I made this mix a couple weeks ago. Listening now, it’s kinda tense. Or pensive. It’s dreamy, maybe even romantic. But wistful. It’s mostly instrumental, except for one song, which is a little feral. And the last song, which has talking. But it’s in a language I don’t speak, so it sounds like sound. Joseph Jarman’s saxophone cries. Joel Chabade died recently. Angus MacLise died a long time ago. I recently read that part of the reason it didn’t work out with him as a member of the Velvet Underground is that he didn’t like when anyone told him when to start or stop playing and that did not jibe with performing songs.
I tried to put in moments of rising and falling, organic and inorganic sounds. I haven’t heard the cicadas yet myself this year, but I imagine they sound somewhat like at least a handful of the songs on here, Sunroof, maybe Sarah Haras. I love that song because it sounds like music left out in the sun too long. I also love the Baba Stiltz song. He’s not exactly a “good” singer but that’s what I like about him. And I love the lyrics, though I am not exactly sure how this adds up: “I’m selfish, can’t help it, I love you so much.” The whole track sounds like an idea made for someone else to execute.
I’ve always liked that kind of stuff, seeing the story board or listening to the demo tape, like I think it’s too precious to care about perfect execution. It’s why I’ve liked being an editor. I like good bones and window dressing is just a bonus.

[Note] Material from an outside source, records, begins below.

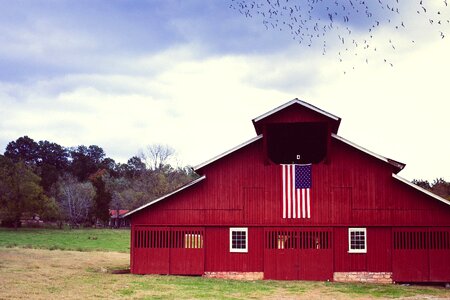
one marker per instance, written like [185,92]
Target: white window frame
[354,229]
[239,229]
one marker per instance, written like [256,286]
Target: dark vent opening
[286,143]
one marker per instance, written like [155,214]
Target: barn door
[166,250]
[298,254]
[187,252]
[151,250]
[421,254]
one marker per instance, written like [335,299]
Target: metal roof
[421,189]
[303,103]
[392,162]
[227,152]
[165,196]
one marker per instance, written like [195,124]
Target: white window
[357,240]
[238,240]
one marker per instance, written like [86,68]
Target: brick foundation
[235,275]
[371,277]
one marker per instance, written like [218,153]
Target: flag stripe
[284,190]
[296,182]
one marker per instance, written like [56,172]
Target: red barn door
[298,254]
[187,254]
[166,250]
[421,254]
[151,250]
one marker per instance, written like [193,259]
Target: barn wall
[351,189]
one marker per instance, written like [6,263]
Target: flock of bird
[349,27]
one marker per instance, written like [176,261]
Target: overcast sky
[193,74]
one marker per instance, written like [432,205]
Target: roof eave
[198,167]
[398,166]
[165,196]
[421,189]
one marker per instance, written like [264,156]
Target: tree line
[79,185]
[438,186]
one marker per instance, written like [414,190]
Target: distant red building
[116,218]
[297,201]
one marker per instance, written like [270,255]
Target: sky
[192,74]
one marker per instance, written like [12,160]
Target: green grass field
[42,271]
[75,239]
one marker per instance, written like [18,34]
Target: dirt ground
[55,274]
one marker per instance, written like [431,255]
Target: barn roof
[398,166]
[189,184]
[250,141]
[421,189]
[335,121]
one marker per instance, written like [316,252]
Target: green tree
[102,197]
[20,191]
[75,199]
[23,149]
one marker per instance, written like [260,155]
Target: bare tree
[75,199]
[157,156]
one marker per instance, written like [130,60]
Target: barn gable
[354,215]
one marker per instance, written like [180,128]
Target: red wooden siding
[407,232]
[353,188]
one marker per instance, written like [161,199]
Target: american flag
[296,191]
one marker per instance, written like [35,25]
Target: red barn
[297,201]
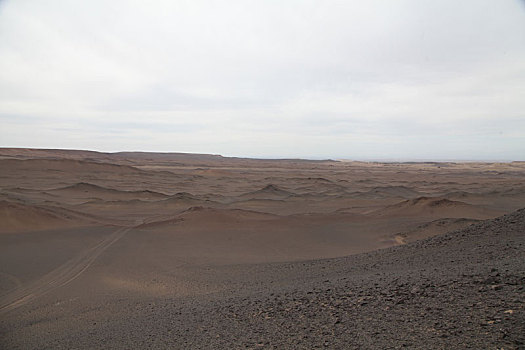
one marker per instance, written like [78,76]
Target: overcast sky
[313,79]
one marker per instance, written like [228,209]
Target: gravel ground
[461,290]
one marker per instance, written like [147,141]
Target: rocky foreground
[461,290]
[464,289]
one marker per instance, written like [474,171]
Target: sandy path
[59,276]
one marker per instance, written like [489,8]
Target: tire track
[60,276]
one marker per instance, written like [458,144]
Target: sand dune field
[86,237]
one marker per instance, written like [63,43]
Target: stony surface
[461,290]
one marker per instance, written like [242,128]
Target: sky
[386,79]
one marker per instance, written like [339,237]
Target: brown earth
[81,229]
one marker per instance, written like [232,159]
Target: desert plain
[173,250]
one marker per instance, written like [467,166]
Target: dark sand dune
[441,207]
[245,253]
[88,190]
[459,290]
[268,192]
[388,191]
[17,217]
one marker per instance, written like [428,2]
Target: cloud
[258,78]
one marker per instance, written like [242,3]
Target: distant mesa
[270,191]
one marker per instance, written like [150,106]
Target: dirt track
[60,276]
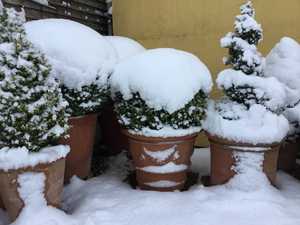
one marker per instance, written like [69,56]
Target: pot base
[161,163]
[222,159]
[54,173]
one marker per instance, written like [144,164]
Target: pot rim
[230,144]
[160,139]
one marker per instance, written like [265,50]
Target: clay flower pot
[161,163]
[111,133]
[54,174]
[81,141]
[223,160]
[288,155]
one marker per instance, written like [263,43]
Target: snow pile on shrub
[125,47]
[32,110]
[250,111]
[81,59]
[16,158]
[283,62]
[165,78]
[266,90]
[255,125]
[76,52]
[161,92]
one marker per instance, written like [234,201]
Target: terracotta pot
[81,141]
[222,159]
[1,204]
[111,134]
[161,163]
[54,173]
[288,155]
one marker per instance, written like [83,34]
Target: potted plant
[283,62]
[160,100]
[32,118]
[82,70]
[245,129]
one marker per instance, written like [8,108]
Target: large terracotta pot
[161,163]
[111,134]
[81,141]
[54,174]
[223,161]
[288,155]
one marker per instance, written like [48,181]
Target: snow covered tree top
[165,78]
[32,110]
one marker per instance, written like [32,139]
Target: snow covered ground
[107,200]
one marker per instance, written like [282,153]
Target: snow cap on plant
[250,111]
[246,83]
[161,88]
[81,59]
[32,110]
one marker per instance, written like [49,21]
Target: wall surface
[197,25]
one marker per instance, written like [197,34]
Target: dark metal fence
[92,13]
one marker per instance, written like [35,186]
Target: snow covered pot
[32,119]
[82,60]
[283,63]
[160,99]
[245,129]
[111,135]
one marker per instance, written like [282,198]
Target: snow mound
[283,62]
[165,78]
[268,88]
[125,47]
[254,126]
[77,53]
[16,158]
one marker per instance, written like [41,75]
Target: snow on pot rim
[77,53]
[255,125]
[268,88]
[165,78]
[16,158]
[124,46]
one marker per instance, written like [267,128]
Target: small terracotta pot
[288,155]
[111,133]
[81,141]
[54,173]
[222,159]
[161,163]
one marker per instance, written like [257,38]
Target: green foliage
[32,110]
[134,113]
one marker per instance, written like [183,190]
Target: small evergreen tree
[245,58]
[32,110]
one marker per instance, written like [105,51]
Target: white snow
[125,47]
[268,88]
[283,62]
[163,184]
[162,155]
[254,126]
[77,53]
[249,172]
[107,200]
[170,167]
[166,131]
[16,158]
[165,78]
[42,2]
[31,189]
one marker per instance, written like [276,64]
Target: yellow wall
[197,25]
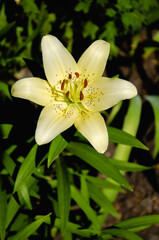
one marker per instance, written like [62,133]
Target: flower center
[71,88]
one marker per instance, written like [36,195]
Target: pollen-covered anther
[81,96]
[67,94]
[69,76]
[85,83]
[63,85]
[77,74]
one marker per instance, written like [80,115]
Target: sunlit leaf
[139,222]
[121,233]
[3,211]
[63,192]
[76,228]
[128,166]
[56,147]
[4,88]
[122,137]
[8,163]
[29,230]
[97,195]
[83,204]
[23,191]
[98,161]
[104,183]
[5,130]
[27,168]
[154,101]
[12,209]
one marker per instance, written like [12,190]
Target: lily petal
[92,126]
[53,120]
[57,60]
[34,89]
[106,92]
[92,62]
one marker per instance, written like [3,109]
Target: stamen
[81,96]
[67,94]
[63,85]
[70,76]
[77,74]
[85,83]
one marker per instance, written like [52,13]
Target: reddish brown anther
[85,83]
[70,76]
[67,94]
[63,85]
[77,74]
[81,96]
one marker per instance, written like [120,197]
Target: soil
[144,200]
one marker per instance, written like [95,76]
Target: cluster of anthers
[71,88]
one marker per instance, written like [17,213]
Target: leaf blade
[63,192]
[56,147]
[98,161]
[119,136]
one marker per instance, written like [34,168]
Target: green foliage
[154,100]
[67,187]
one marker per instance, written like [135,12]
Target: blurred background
[132,29]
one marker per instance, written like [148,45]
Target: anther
[67,94]
[85,83]
[77,74]
[70,76]
[63,85]
[81,96]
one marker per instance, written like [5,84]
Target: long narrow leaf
[27,168]
[139,222]
[56,147]
[98,161]
[12,209]
[154,101]
[3,211]
[84,205]
[63,191]
[97,195]
[30,229]
[121,233]
[122,137]
[128,166]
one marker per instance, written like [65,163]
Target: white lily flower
[74,92]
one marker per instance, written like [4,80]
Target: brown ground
[145,198]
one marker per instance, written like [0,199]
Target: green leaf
[4,88]
[121,233]
[84,205]
[154,101]
[122,137]
[12,209]
[97,195]
[76,229]
[127,166]
[63,192]
[131,124]
[98,161]
[3,211]
[139,222]
[27,168]
[30,229]
[84,188]
[3,32]
[24,193]
[56,147]
[104,183]
[5,130]
[8,163]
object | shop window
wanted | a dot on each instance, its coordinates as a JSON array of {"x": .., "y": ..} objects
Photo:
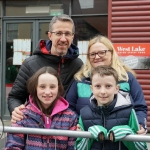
[
  {"x": 89, "y": 6},
  {"x": 12, "y": 32}
]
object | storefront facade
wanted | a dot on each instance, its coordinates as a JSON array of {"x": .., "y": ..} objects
[
  {"x": 29, "y": 19},
  {"x": 124, "y": 22}
]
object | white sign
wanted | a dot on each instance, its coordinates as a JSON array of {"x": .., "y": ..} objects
[
  {"x": 22, "y": 50},
  {"x": 83, "y": 47}
]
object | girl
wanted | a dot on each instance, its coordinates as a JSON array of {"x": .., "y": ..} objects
[{"x": 45, "y": 109}]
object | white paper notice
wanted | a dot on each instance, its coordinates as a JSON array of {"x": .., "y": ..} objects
[
  {"x": 17, "y": 58},
  {"x": 22, "y": 50},
  {"x": 83, "y": 47}
]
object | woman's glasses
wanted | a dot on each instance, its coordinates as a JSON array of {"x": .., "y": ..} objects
[{"x": 101, "y": 53}]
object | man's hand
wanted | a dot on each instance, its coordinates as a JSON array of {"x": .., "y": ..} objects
[
  {"x": 17, "y": 115},
  {"x": 141, "y": 131}
]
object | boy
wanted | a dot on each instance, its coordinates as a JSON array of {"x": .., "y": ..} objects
[{"x": 109, "y": 115}]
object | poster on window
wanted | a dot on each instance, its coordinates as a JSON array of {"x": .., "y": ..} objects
[
  {"x": 83, "y": 47},
  {"x": 134, "y": 55},
  {"x": 21, "y": 49}
]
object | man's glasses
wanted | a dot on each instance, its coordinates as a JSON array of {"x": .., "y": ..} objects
[
  {"x": 60, "y": 34},
  {"x": 101, "y": 53}
]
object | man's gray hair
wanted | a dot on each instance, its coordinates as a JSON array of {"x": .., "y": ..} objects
[{"x": 62, "y": 17}]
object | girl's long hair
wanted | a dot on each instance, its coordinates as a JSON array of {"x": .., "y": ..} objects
[{"x": 32, "y": 88}]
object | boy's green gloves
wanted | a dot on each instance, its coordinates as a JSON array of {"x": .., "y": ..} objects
[{"x": 99, "y": 133}]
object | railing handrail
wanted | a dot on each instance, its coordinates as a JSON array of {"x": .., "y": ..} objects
[{"x": 69, "y": 133}]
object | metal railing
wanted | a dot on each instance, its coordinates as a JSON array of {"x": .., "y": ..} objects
[
  {"x": 55, "y": 132},
  {"x": 82, "y": 134}
]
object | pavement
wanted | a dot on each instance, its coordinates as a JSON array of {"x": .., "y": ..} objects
[{"x": 3, "y": 140}]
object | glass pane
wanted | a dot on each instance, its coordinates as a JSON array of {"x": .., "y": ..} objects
[
  {"x": 88, "y": 27},
  {"x": 43, "y": 34},
  {"x": 90, "y": 6},
  {"x": 37, "y": 8},
  {"x": 15, "y": 31}
]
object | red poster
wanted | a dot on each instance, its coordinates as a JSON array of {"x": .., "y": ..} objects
[{"x": 135, "y": 49}]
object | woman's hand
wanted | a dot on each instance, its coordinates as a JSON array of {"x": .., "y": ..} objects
[{"x": 17, "y": 115}]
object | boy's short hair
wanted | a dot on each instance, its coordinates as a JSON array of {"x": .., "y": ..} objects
[{"x": 105, "y": 71}]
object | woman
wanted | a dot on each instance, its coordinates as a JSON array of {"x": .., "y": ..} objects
[
  {"x": 46, "y": 109},
  {"x": 101, "y": 52}
]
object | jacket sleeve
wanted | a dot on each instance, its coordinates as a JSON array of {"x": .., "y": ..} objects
[
  {"x": 138, "y": 99},
  {"x": 72, "y": 96},
  {"x": 83, "y": 143},
  {"x": 16, "y": 141},
  {"x": 18, "y": 93},
  {"x": 73, "y": 127}
]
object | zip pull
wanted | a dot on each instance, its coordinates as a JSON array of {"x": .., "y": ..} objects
[{"x": 62, "y": 61}]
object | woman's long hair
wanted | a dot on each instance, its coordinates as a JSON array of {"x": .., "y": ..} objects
[{"x": 116, "y": 63}]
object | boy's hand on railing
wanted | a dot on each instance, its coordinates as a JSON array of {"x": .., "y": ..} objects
[{"x": 98, "y": 132}]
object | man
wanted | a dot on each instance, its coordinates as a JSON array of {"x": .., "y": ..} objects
[{"x": 57, "y": 52}]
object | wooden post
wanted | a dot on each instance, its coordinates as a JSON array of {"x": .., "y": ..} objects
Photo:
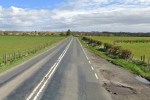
[
  {"x": 14, "y": 55},
  {"x": 148, "y": 63},
  {"x": 144, "y": 58}
]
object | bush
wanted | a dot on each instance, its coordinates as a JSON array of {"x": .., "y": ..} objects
[
  {"x": 125, "y": 54},
  {"x": 116, "y": 50}
]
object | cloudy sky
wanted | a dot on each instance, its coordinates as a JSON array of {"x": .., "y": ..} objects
[{"x": 77, "y": 15}]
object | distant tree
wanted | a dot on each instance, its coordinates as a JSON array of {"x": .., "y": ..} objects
[{"x": 68, "y": 32}]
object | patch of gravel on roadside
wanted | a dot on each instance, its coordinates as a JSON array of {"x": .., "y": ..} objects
[{"x": 120, "y": 83}]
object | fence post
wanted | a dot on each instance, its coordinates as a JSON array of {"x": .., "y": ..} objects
[{"x": 144, "y": 58}]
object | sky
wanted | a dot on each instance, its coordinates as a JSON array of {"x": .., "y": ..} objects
[{"x": 77, "y": 15}]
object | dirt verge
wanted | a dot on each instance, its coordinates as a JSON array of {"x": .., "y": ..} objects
[{"x": 120, "y": 83}]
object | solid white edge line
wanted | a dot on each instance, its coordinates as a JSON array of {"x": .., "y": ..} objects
[
  {"x": 51, "y": 71},
  {"x": 96, "y": 76}
]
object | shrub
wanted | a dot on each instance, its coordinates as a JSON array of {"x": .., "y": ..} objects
[
  {"x": 125, "y": 54},
  {"x": 116, "y": 50}
]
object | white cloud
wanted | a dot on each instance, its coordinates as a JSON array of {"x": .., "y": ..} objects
[{"x": 81, "y": 15}]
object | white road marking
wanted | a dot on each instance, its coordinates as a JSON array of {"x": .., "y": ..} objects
[
  {"x": 96, "y": 76},
  {"x": 92, "y": 68},
  {"x": 47, "y": 76},
  {"x": 83, "y": 50}
]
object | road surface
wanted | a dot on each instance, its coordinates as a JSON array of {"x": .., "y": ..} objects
[{"x": 61, "y": 73}]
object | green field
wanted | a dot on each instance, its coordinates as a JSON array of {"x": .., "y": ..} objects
[
  {"x": 10, "y": 44},
  {"x": 138, "y": 49}
]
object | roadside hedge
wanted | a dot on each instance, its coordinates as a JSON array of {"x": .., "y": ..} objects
[{"x": 109, "y": 48}]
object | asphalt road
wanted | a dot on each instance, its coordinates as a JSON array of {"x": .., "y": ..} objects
[{"x": 61, "y": 73}]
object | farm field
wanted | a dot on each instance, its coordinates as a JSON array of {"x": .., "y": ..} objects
[
  {"x": 138, "y": 49},
  {"x": 10, "y": 44}
]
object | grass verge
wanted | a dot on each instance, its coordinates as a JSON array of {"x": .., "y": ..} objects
[
  {"x": 19, "y": 61},
  {"x": 143, "y": 71}
]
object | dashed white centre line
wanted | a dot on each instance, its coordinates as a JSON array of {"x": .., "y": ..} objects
[
  {"x": 96, "y": 76},
  {"x": 47, "y": 76}
]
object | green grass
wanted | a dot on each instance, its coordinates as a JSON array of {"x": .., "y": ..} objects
[
  {"x": 9, "y": 44},
  {"x": 138, "y": 49},
  {"x": 129, "y": 65}
]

What a year, you know? I think this mix reflects that. Anxiety braided together with some moments of sublimity. The combination of so much time and no time at all has really started to confuse me. I wake up at five AM with my son sometimes now. But it’s impossible to get anything done at that time of day. Or after. Sometimes he plays his toy xylophone, sometimes I do. I’ve taught myself to play “Mary Had a Little Lamb,” which is honestly at least a tangible achievement. Music’s always there for you, thank god.